With class sizes less than 10 students, Dr. Umile is able to design his instruction around not only what the students are learning in their other classes, but what fields they are interested in post-graduation.
His unique spin on teaching the fundamental principles of chemistry with different examples keeps students engaged. By showing them how the concepts can apply to their careers, it removes the stigma that chemistry is only useful for chemists.
“I was really worried about Organic Chemistry because I kept hearing about how difficult it is. Dr. U. has great enthusiasm and a method of teaching difficult concepts that really brings them to life and makes them easier to understand,” Sophomore Biology student Amanda Pirrone said.
To even better prepare his students for the current climate in science, Dr. Umile teaches students about sustainability through experiments. Before when chemists were told to make something there were no concerns to waste and long-term impact on the environment. Today, all of those factors are considered.
Dr.

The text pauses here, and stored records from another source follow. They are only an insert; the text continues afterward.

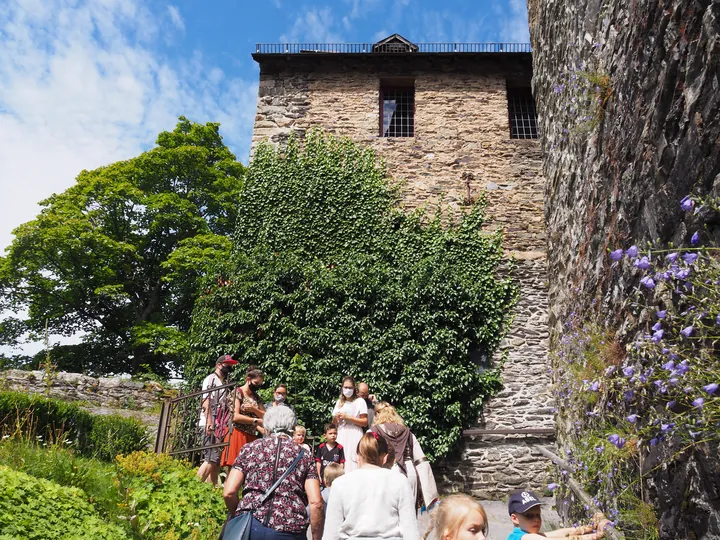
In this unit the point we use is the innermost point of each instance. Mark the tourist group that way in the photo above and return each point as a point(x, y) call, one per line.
point(366, 481)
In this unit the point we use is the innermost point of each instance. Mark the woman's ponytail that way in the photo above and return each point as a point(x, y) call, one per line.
point(372, 448)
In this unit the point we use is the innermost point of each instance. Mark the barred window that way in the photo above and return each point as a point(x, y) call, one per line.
point(523, 117)
point(397, 112)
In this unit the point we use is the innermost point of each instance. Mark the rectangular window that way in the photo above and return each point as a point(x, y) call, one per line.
point(523, 117)
point(397, 112)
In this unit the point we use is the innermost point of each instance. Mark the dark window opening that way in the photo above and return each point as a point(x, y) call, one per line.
point(397, 112)
point(523, 116)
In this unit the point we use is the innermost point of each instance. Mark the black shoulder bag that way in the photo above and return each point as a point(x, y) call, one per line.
point(238, 528)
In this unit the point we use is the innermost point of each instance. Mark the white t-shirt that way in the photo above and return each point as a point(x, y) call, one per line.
point(371, 503)
point(211, 381)
point(353, 408)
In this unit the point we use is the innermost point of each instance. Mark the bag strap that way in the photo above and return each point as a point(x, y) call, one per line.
point(290, 469)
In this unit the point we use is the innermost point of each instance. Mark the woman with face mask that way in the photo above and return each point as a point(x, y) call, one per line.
point(248, 413)
point(350, 416)
point(279, 398)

Umile had students in his Organic Chemistry class perform an experiment without using a solvent and an acidic catalyst – two key principles behind green chemistry. Instead, students used one of the liquid components as its own solvent and polymer beads infused with acidic qualities.
As an added bonus, the compound the students made was fluorescent and glowed under UV light. The compound is naturally found in scorpions’ exoskeleton. This makes it easy for ecologists to find them in a dark desert.
“Students learned how to make this from scratch. That technique is used in research. Part of identifying a compound when it's novel is you make that compound from scratch to compare it to the natural source. Sometimes you have to make something from scratch to prove what you found,” Dr. Umile said.
Like any teacher, Dr. Umile’s hope is that students take what they learned in his classroom and apply it to their career. But for the time being, he would be just as happy if his students went home and bragged to their friends about how fun their chemistry labs are.
Next up in Organic Chemistry II…the creation of glow sticks.